We do not agree with taxpayers' argument that inability to expend income in the United States, or to use any portion of it in payment of income taxes, necessarily precludes taxability. In a variety of circumstances it has been held that the fact that the distribution of income is prevented by operation of law, or by agreement among private parties, is no bar to its taxability. See, e.g., Heiner v. Mellon, 304 U.S. 271, 281, 58 S.Ct. 926, 82 L.Ed. 1337; Helvering v. Enright's Estate, 312 U.S. 636, 641, 61 S.Ct. 777, 85 L.Ed. 1093; cf. Helvering v. Bruun, 309 U.S. 461, 60 S.Ct. 631, 84 L.Ed. 864. That the result under the statute here before us may be harsh is no answer to the government's position; the purpose of Congress was to deal harshly with "incorporated pocketbooks, and the motive of a particular taxpayer who has such a "pocketbook" we have held to be irrelevant. O'Sullivan Rubber Co. v. Commissioner, 2 Cir., 120 F.2d 845; In Porto Rico Coal Co. v. Commissioner, 2 Cir., 126 F.2d 212, 213, we said: "It is apparent that the decision of the Board has brought about *29 a harsh result by imposing a surtax, to say nothing of the penalty for failure to file a return, upon a corporation which had no net income to distribute; but if it finds itself, because of the way it was organized and did its business, within the scope of a statute primarily designed to make the failure to distribute actual net income too expensive to be worthwhile and was, therefore, taxed when it did not in fact do what the statute was aimed to discourage, it must endure its misfortune as best it may."

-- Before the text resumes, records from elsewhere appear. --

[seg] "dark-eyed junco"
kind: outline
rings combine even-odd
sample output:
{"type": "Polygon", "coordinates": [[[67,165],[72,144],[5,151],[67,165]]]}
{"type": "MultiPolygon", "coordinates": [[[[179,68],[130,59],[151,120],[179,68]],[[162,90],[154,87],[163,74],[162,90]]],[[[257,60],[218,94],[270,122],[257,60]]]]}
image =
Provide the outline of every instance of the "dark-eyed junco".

Interpreting the statute to bring about such a consequence does not render the statute unconstitutional; the Congressional purpose was valid[1] and the method of taxation was a reasonable means to achieve the desired ends.[2]
Remanded.
NOTES
[1]  O'Sullivan Rubber Co. v. Commissioner, supra.

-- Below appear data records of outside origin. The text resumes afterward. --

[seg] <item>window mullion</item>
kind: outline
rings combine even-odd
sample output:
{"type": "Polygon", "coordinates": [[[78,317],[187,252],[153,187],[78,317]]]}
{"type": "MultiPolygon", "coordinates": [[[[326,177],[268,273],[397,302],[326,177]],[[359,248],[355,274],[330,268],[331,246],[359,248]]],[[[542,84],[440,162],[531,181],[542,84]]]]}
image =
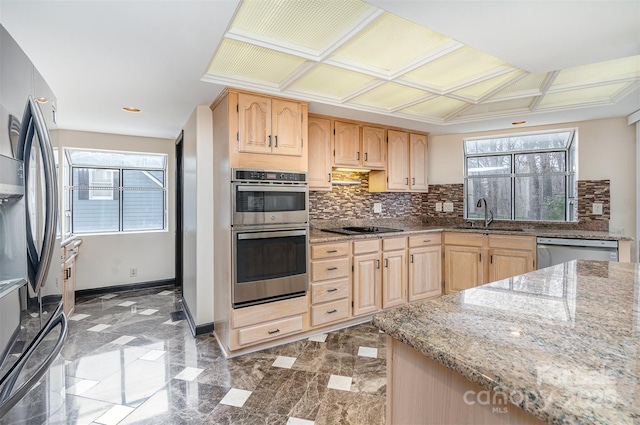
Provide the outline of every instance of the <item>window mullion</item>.
{"type": "Polygon", "coordinates": [[[122,168],[120,168],[118,170],[119,173],[119,178],[118,178],[118,208],[119,208],[119,213],[120,213],[120,231],[122,232],[124,230],[124,225],[123,225],[123,221],[124,221],[124,208],[123,208],[123,204],[124,204],[124,191],[122,190],[122,188],[124,187],[124,173],[122,172],[122,168]]]}
{"type": "Polygon", "coordinates": [[[516,219],[516,154],[511,154],[511,221],[516,219]]]}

[2]  Cf. Helvering v. National Grocery Co., 304 U.S. 282, 58 S.Ct. 932, 82 L. Ed. 1346; Heiner v. Mellon, 304 U.S. 271, 58 S.Ct. 926, 82 L.Ed. 1337; Burnet v. Leininger, 285 U.S. 136, 142, 52 S.Ct. 345, 76 L.Ed. 665; Corliss v. Bowers, 2 Cir., 34 F.2d 656, 658, affirmed 281 U.S. 376, 50 S.Ct. 336, 74 L.Ed. 916; Helvering v. Northwest Steel Rolling Mills, 311 U.S. 46, 61 S.Ct. 109, 85 L.Ed. 29.